Writing the first draft of a novel can be thrilling. When a writer feels inspired the words flow. Every word seems a treasure. The writing experience can be equal to Cinderella’s exquisite night at the ball.
Once the euphoria of completing the first draft ebbs, and the manuscript has rested in its cozy little file for a few weeks, the author returns to her novel to continue the writing process. It’s time to do the first read through and fix the little typos and inconsistencies, spelling errors and poorly-worded phrases which are likely to be found in the otherwise perfect gem she created during her weeks of inspiration. In other words, she needs to edit her masterpiece.
Sometimes this return to the book she’s been proud of for weeks or months can be a shocking experience. Sometimes it can be horrifying! Instead of discovering a healthy, bouncy newborn living and breathing in the manuscript she labored to write, the novelist finds an octogenarian existing solely on life support.
Cinderella’s clock has struck midnight, and it’s time for revisions.
Unlike edits which are minor changes as noted above, revisions may require anything from major changes in the plot to cutting unnecessary scenes and characters.
Rewriting and revising may be used interchangeably by some in the writing business; however, revising generally implies something a bit more labor-intensive.
Rewriting refers to such things as taking a paragraph or scene from the “telling” state to the “showing” state or changing a narrative part of a story to a scene.
In case this seems a bit muddled for beginning writers, let me give some examples to illustrate my points.
What is meant by changing “telling” to “showing” in rewriting: If the original prose says, “Mary told Ted she was leaving because she couldn’t handle his humming anymore. Ted was glad to see her go.” the scene becomes:
“I’ve had it, Ted. I can’t stand that never-ending humming another minute!”
“Your humming! You never stop! I can’t stand it!”
“I’ve been humming? I never noticed.”
Mary gave him a look that would frighten a gorgon. “I’m out of here!”
Ted scratched his head and grinned at the slammed door. “I wondered how long it would take her to get ticked off enough to leave.”
The above example is also an illustration of changing narrative (Mary told Ted she was…) into a scene. Rewriting would include doing the reverse to change a scene into narrative. Instead of creating a scene which may not be necessary because it would only slow the pace of the story without adding a lot of important information, the writer may choose to merely state the necessary information, particularly when transitioning from one scene to another.

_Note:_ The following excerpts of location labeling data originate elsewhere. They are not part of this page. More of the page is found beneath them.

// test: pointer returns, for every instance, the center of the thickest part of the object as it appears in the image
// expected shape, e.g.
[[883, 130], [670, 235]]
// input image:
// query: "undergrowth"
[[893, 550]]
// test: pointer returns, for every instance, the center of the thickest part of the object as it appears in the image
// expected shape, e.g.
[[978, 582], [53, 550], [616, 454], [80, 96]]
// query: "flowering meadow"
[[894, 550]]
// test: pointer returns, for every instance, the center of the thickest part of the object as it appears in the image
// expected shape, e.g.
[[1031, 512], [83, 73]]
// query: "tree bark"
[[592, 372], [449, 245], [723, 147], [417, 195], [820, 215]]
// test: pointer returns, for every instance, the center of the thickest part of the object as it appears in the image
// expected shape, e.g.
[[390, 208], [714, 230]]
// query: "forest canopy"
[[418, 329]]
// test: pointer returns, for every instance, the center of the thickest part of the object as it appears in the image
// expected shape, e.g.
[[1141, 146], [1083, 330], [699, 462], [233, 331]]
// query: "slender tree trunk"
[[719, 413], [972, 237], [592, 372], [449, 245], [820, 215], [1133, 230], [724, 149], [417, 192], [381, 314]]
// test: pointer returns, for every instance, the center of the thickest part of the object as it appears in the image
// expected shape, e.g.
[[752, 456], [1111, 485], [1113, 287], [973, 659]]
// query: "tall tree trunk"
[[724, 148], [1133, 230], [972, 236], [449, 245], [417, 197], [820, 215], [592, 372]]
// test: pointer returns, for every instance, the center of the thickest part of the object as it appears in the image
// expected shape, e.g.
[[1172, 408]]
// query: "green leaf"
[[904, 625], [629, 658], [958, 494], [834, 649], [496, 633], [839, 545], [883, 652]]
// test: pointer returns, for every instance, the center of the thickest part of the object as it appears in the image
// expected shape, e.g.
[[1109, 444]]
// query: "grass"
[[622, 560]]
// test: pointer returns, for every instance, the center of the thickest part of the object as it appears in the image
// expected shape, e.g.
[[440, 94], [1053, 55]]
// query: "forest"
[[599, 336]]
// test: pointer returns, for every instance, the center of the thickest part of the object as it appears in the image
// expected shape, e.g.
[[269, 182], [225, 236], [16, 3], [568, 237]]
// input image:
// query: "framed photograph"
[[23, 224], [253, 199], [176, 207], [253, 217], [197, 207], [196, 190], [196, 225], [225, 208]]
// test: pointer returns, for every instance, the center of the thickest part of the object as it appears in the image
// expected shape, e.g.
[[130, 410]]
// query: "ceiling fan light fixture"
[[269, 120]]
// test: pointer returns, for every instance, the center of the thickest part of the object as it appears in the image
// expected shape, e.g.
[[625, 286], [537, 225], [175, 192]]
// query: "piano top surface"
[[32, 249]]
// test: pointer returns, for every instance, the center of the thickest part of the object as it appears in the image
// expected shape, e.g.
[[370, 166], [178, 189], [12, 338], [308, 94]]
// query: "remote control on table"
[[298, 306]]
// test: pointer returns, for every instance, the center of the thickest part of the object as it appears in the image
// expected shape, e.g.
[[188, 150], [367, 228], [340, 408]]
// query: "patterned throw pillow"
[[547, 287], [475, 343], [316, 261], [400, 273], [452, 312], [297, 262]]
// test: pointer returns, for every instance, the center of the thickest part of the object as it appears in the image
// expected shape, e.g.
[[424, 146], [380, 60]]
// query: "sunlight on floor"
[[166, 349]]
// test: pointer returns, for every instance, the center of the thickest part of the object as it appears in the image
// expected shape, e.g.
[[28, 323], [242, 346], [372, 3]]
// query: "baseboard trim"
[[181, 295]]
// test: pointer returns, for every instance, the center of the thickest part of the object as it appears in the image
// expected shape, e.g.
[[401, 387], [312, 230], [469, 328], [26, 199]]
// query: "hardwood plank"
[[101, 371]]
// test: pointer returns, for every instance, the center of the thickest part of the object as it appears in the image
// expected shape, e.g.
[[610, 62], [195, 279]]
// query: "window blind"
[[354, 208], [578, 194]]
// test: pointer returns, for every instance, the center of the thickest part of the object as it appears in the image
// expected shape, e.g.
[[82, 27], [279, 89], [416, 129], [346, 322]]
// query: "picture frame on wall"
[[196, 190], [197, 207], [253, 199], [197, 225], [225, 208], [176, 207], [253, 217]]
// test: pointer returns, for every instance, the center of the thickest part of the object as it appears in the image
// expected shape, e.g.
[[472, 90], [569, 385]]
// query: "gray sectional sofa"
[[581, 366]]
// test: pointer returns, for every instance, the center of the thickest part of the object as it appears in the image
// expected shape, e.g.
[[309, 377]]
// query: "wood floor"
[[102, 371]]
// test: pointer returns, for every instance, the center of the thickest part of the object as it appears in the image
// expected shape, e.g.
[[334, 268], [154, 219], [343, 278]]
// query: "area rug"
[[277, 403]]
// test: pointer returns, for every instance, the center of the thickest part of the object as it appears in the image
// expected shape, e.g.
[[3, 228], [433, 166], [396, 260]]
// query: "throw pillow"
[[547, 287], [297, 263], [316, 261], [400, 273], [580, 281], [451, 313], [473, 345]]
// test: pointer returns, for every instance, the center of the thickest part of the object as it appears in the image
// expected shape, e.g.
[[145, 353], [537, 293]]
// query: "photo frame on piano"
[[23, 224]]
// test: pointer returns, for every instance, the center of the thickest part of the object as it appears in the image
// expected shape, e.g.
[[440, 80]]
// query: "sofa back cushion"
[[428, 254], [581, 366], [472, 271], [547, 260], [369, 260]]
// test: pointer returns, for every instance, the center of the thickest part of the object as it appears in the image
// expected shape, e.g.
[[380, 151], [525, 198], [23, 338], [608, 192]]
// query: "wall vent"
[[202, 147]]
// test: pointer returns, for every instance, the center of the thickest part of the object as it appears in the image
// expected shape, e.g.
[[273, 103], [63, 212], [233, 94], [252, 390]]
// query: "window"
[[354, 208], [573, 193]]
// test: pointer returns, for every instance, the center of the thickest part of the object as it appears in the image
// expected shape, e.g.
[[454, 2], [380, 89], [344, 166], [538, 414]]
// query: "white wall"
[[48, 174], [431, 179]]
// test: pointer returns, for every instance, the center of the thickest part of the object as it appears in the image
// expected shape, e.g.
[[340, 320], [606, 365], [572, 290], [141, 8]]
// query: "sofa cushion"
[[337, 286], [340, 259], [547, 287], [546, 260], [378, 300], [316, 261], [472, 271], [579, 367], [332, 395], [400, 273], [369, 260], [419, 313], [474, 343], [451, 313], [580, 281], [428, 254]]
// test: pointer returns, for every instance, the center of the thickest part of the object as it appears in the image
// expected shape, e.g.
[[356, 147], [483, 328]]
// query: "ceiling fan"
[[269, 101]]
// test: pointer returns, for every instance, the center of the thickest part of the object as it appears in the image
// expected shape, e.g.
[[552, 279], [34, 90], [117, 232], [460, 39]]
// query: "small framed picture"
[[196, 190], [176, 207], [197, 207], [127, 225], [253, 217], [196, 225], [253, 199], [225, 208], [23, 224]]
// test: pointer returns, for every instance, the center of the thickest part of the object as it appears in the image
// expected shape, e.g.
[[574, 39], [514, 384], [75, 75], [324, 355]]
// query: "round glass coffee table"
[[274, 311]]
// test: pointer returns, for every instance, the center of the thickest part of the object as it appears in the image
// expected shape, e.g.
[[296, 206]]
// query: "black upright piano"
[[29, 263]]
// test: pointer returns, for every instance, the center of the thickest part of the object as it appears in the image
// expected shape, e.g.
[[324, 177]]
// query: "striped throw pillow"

Revision example: Character inconsistencies. If the first half of a novel clearly portrays a major character as strong and forceful and the second half portrays him as barely being able to decide whether he wants pie or cake for dessert, the book needs major revisions. The author will have to rewrite every scene featuring this character in order to be sure he has a consistent personality. When she does, what she rewrites will inevitably affect other characters’ actions/reactions and perhaps even the action of the plot. Thus the storyline, characters, many aspects of the book are in for big revisions. I don’t even want to think about the work involved in this type of necessary revision!
Revisions, rewrites and edits are all a part of taking a manuscript from first draft to publication. All are necessary; none are as much fun as writing the first draft, in my opinion. But if we writers want to go from first draft to publication, we’ve got to be willing to put in the time and energy necessary to make our books the best they can be.